A million erroneous citations notwithstanding, Albert Einstein never said the definition of insanity is doing the same thing over and over and expecting a different result. But wherever it came from, Trump proves the maxim daily. He keeps spouting off, keeps improvising impulsively, keeps spurning those who could help him and antagonizing those who can hurt him, huddles ever closer to the dying embers of his demoralized base — yet seems surprised that things keep going wrong.
In Trump’s defense, I’ve long believed that most presidents could keep a shrink working overtime. Imagine trying to heal Thomas Jefferson’s bifurcated personality: half slavekeeper, half apostle of freedom. Did James Madison’s tiny stature have anything to do with his blustering and blundering into war? Might Franklin Pierce and James Buchanan have avoided the Civil War if the first had been sober and the second free to express his apparent homosexuality?

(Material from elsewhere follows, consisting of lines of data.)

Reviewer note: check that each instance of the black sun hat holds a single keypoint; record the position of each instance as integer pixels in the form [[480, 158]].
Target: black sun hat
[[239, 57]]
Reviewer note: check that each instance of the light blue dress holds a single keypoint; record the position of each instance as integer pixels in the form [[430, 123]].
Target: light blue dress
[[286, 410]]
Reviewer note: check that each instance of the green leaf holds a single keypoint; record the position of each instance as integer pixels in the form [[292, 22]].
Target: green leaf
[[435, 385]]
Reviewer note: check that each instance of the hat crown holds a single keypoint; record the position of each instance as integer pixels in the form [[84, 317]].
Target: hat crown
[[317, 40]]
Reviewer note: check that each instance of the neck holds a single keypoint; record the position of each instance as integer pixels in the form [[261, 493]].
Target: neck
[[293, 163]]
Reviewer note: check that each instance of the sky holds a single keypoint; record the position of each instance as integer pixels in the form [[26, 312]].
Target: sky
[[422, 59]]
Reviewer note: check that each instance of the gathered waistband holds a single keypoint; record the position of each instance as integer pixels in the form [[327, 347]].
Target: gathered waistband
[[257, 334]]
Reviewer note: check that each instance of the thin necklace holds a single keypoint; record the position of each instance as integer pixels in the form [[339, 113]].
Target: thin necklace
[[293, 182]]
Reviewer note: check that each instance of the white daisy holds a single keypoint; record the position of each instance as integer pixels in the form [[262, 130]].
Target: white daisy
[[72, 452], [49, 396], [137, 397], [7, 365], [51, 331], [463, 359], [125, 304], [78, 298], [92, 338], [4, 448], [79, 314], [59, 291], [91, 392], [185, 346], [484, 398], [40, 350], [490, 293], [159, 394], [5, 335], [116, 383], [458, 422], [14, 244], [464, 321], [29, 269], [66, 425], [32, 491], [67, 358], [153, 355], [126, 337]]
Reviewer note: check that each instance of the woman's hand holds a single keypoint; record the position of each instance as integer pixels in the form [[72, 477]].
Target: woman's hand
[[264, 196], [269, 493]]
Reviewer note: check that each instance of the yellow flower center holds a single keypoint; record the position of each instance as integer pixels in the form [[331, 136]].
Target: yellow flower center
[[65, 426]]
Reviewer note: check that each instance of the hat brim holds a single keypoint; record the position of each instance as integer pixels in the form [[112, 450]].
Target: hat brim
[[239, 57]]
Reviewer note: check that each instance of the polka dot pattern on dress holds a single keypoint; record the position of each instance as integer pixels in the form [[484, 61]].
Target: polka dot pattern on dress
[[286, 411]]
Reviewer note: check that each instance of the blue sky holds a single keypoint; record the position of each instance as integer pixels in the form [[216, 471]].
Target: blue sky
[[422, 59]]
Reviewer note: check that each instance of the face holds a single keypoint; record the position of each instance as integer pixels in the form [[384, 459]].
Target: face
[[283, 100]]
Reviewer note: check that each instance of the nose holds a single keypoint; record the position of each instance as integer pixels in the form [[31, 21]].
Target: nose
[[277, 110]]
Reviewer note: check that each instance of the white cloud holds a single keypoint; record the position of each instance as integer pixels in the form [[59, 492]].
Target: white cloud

And the daddy issues. Oh, my. Andrew Jackson never knew his father. Abraham Lincoln disdained his, coolly refusing to attend Thomas Lincoln’s funeral. Franklin D. Roosevelt was a teenager when his invalid father died, and his domineering mother kept him on an allowance even in the White House. John F. Kennedy was, like his brothers, a product of his father’s inexhaustible ambitions. Lyndon B. Johnson was haunted by his father’s failures; Richard M. Nixon by his father’s abusiveness; Ronald Reagan by his father’s alcoholism. Bill Clinton never met his father, and Barack Obama’s was almost entirely absent after the boy’s toddler years.
And would any president other than George W. Bush have been as eager to turn 9/11 into a crusade to oust Saddam Hussein, the Iraqi dictator left in power by Bush’s more cautious father?
By all accounts, Trump was the apple of his father’s eye, and yet the president has spent his career trying to escape his Outer Borough roots and deny his debts to dad.
At this point, I wonder whether anyone who’s not a bit off-kilter has what it takes to win and inhabit the awesome, awful office of the presidency. To offer oneself as decider of the questions too hard for experts to decide. To alter one’s life and the lives of one’s family forever. To live with the nuclear button.
Still, there’s value in knowing. So let’s ask the psychiatrists, Mr. President. And let’s start with yours.